I’ve started writing weekly reflections for Frassati, and I thought I would post some of them here as well:
Last week in my sixth grade catechism class, I had my students play a card game that identified different saints and associated them with a Beatitude that they lived out. When we came to the “Blessed are the merciful” card, there was a picture of our friend Bl. Pier Giorgio.
I asked the students, who already knew Pier Giorgio’s story, how he demonstrated mercy. As often happens in class, I didn’t get quite the answers I was hoping for: “Because he climbed mountains! Because he made a miracle happen for that boy who fell off his roof!” They could remember the more dramatic parts of his story, but they forgot about Pier Giorgio’s humble service to the poor, which is the more obvious connection to mercy.
But even in the other examples they gave, evidence of Pier Giorgio’s merciful nature is there. He didn’t just climb mountains, pushing himself higher and higher toward God and toward a life of real virtue—he helped lift others up, too. He drew everyone toward the heights of goodness and holiness, caring for all those who were downtrodden and giving them the hope and inspiration to keep climbing, to seek to dwell in the presence of God instead of settling in the valleys of complaisance and despair that trapped them. And the miracles that have taken place through his intercession show that his mercy continues today, that it is now magnified by his union with God. He was deeply compassionate during his time on earth, and now he has the power to extend that compassion to each one of us when we call upon his name. He wants to lift each of us closer to God.
Today’s Gospel reading tells us: “[N]o one pours new wine into old wineskins. Otherwise, the wine will burst the skins, and both the wine and the skins are ruined. Rather, new wine is poured into fresh wineskins.” In order to receive the new wine, the wineskin must be able to breathe and adjust; it can’t be too rigid or brittle like an old wineskin would be. It must respond to the reality of the wine it holds and have enough “give” to work with it.

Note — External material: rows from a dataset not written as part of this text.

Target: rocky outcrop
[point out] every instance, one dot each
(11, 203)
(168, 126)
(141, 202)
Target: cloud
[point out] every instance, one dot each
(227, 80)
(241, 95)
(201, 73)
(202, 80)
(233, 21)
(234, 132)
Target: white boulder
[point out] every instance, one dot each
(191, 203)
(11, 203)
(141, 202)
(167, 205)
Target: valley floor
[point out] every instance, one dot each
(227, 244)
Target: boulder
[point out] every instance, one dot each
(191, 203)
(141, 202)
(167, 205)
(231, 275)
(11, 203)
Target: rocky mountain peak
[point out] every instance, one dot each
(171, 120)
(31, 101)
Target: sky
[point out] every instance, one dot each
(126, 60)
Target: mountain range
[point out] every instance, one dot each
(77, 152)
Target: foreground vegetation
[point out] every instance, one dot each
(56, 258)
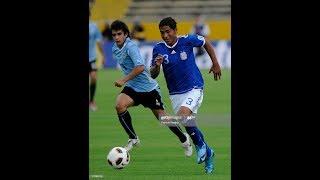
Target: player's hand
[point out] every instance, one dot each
(159, 60)
(215, 69)
(119, 83)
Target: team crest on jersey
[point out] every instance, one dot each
(183, 55)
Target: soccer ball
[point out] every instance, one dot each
(118, 157)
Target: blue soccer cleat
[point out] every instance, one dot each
(209, 164)
(201, 153)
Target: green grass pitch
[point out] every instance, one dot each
(160, 155)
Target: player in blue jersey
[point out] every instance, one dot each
(184, 80)
(95, 40)
(139, 87)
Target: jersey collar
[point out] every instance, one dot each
(172, 45)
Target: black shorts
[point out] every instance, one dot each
(92, 66)
(150, 99)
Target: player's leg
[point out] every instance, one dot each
(187, 105)
(183, 137)
(123, 102)
(93, 85)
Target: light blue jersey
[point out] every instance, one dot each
(129, 57)
(94, 37)
(179, 66)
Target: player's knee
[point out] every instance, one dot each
(120, 107)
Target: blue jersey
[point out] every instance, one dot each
(94, 37)
(179, 66)
(129, 57)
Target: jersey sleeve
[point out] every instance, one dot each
(196, 40)
(134, 53)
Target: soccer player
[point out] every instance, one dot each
(139, 87)
(184, 80)
(95, 40)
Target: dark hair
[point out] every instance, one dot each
(119, 25)
(168, 21)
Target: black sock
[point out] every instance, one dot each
(92, 91)
(178, 132)
(125, 120)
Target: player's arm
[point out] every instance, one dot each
(136, 71)
(100, 47)
(155, 69)
(215, 68)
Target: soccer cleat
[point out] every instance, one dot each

This “give” in the wineskin is a metaphor for mercy. Jesus was telling his disciples that the rigidity of the old law would need to give way to a new order of mercy to hold the rich new wine of His sacrifice for us. His death and resurrection—the ultimate expression of mercy—ushered in a new order that requires us to take on a new spirit, His merciful spirit, in order to receive Him. It is not enough to desire holiness for ourselves. When we truly draw closer to Him, He will instill in us a desire to help our brothers and sisters, to bring them along with us on our journey toward God. This can be very difficult in practice: to be forgiving of others’ faults, accepting them for who they are instead of who we wish them to be, loving them despite their transgressions. It’s something that I continue to struggle with daily. But it becomes easier when we remember Christ’s mercy toward us and when we see true mercy modeled for us through the saints. Pier Giorgio gives us a heroic example. When he received Christ daily in the Eucharist, he did so as a new wineskin, an open vessel ready to receive Our Lord and bend to His ways. He embraced this new wine, softening and adjusting his own heart in order to hold on to it, ready to pour it out to others.